By: David Donovan//September 24, 2019
By: David Donovan//September 24, 2019
Customers in an industrial park on unincorporated land in Laurens County will have a choice of utility providers after the South Carolina Supreme Court unanimously ruled that one city could not make itself a monopoly provider beyond its borders simply by being the first to lay claim to the area, overturning a 2018 ruling by the state’s Court of Appeals.
The inaugural tenant of the Owings Industrial Park solicited competing bids for its natural gas service from both the City of Fountain Inn and Laurens Commission of Public Works, a subsidiary of the City of Laurens. LCPW asserted that it had the exclusive right to service businesses in the park, contending that it fell within territory ceded to Laurens as part of a “gentleman’s agreement” struck between the two cities in 1992. LCPW had been exclusively serving that territory ever since (though not the industrial park specifically, due to lack of customers).
LCPW cited a state law which provides that any municipality may, by contract, furnish any of its services outside of its city limits, except within another political subdivision’s “designated service area,” meaning an area in which the service “is being provided or is budgeted or funds have been applied for as certified by the governing body thereof.” Laurens County Circuit Court Judge Cordell Maddox agreed with LCPW’s reading of the law and enjoined Fountain Inn from providing natural gas to the industrial park, and the Court of Appeals affirmed the ruling.
But in a Sept. 18 opinion written by Justice John Kittredge, the Supreme Court disagreed, concluding that the phrase “by the governing body thereof” applied to all parts of the sentence before it, and not just the final clause. As such, only the governing body of the area—in this case, Laurens County—could declare the park a designated service area, and the county had never done so, or apparently even been aware of the two cities’ gentleman’s agreement. The city could not unilaterally make the industrial park part of its exclusive turf, the court ruled.
Accepting LCPW’s reading of the law, Kittredge wrote, would lead to an “absurd result” in which a city could make itself the sole provider of services in the area outside its boundaries, with unrestricted authority to charge whatever rates it pleased, and create a monopoly across an entire county based purely on its being the first to claim the territory, with no ability of the county or nonresidents to stop it.

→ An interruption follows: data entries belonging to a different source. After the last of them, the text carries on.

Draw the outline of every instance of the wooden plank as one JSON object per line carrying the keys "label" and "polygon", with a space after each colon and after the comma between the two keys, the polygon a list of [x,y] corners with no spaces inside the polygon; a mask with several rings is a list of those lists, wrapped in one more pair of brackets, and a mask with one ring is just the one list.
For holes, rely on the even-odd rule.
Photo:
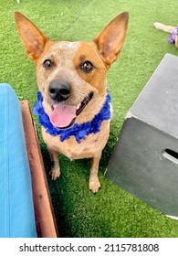
{"label": "wooden plank", "polygon": [[32,121],[28,101],[22,101],[20,103],[31,171],[37,236],[56,238],[58,237],[58,233],[36,128]]}

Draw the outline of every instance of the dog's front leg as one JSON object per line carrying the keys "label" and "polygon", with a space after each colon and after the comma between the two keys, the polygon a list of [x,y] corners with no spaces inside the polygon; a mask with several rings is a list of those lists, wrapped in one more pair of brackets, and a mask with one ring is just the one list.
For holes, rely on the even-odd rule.
{"label": "dog's front leg", "polygon": [[51,156],[51,161],[52,161],[52,168],[50,171],[50,176],[52,180],[56,180],[58,177],[60,176],[60,166],[59,166],[59,161],[58,161],[58,153],[49,149],[49,154]]}
{"label": "dog's front leg", "polygon": [[100,183],[98,177],[99,163],[100,160],[100,156],[101,154],[97,157],[91,158],[91,168],[89,174],[89,188],[93,193],[97,193],[99,191],[99,188],[100,187]]}

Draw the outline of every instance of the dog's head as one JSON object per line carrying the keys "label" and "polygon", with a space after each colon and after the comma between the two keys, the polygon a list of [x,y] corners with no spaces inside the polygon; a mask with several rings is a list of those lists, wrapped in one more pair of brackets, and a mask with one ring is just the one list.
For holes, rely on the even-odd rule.
{"label": "dog's head", "polygon": [[129,15],[115,17],[92,42],[52,42],[30,20],[15,12],[26,52],[37,66],[44,107],[56,127],[90,121],[106,97],[106,72],[119,57]]}

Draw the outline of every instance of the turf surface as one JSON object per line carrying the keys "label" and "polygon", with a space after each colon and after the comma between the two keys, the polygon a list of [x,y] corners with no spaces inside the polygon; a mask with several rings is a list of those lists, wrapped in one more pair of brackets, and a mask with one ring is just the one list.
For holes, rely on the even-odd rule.
{"label": "turf surface", "polygon": [[[168,34],[152,26],[155,21],[177,26],[177,9],[174,0],[22,0],[20,5],[16,0],[1,1],[0,82],[10,83],[19,99],[27,99],[30,106],[36,101],[36,69],[19,41],[14,10],[28,16],[51,39],[71,41],[91,40],[119,13],[130,13],[126,42],[108,74],[114,114],[99,165],[102,188],[96,195],[87,188],[89,160],[70,162],[62,155],[61,177],[55,182],[48,179],[61,237],[178,237],[178,221],[162,215],[103,176],[126,112],[165,53],[178,53],[167,42]],[[40,127],[37,129],[40,134]],[[48,176],[50,160],[41,135],[40,145]]]}

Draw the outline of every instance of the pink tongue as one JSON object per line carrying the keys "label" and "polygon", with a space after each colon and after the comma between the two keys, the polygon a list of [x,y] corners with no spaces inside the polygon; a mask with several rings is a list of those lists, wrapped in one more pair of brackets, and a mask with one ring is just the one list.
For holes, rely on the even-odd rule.
{"label": "pink tongue", "polygon": [[55,105],[54,110],[49,113],[50,122],[58,128],[68,126],[75,117],[75,106]]}

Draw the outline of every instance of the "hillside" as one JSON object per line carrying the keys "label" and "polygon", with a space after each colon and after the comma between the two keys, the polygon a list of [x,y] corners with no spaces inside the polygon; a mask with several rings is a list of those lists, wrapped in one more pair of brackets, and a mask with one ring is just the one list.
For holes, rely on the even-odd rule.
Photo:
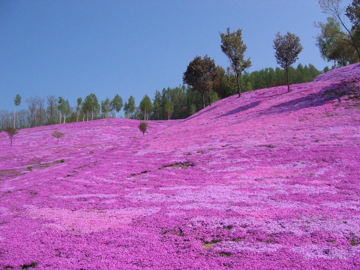
{"label": "hillside", "polygon": [[0,133],[0,269],[358,269],[359,81]]}

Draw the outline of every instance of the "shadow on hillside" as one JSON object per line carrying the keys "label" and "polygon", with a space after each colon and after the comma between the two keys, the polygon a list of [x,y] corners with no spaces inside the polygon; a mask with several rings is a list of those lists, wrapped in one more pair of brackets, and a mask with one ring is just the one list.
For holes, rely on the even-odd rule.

“When a municipality provides services to its residents, there are inherent safeguards—through the electoral process and otherwise—that ensure accountability. Those safeguards can similarly be maintained through [a] contract,” Kittredge wrote. “The natural safeguards disappear when a municipality becomes a provider of services in a ‘designated service area’ beyond its borders. There is no contract; there is no negotiation; there is no accountability through the electoral process or otherwise … there is simply no choice, and the municipality is wholly unaccountable to the nonresident customers.”
The court’s majority said the language of the statute was unambiguous; Justice John Few wrote a concurring opinion agreeing with the court’s interpretation of the law, but disputing the idea that lawmakers had crafted an unambiguously clear piece of writing.
Sarah Spruill and Nick Nicholson of Haynsworth Sinkler Boyd in Greenville and David Holmes of Holmes Law Firm in Greenville represented the City of Fountain Inn. Spruill declined to comment on the court’s decision.
Robert Widener and Bernie Ellis of Burr & Forman in Columbia and Greenville, respectively, represented the Laurens Commission of Public Works. Ellis also declined to comment on the court’s decision since the deadline to file a petition for a re-hearing had not yet passed.
The 11-page decision is Commissioners of Public Works v. City of Fountain Inn (Lawyers Weekly No. 010-062-19). The full text of the opinion is available online at sclawyersweekly.com.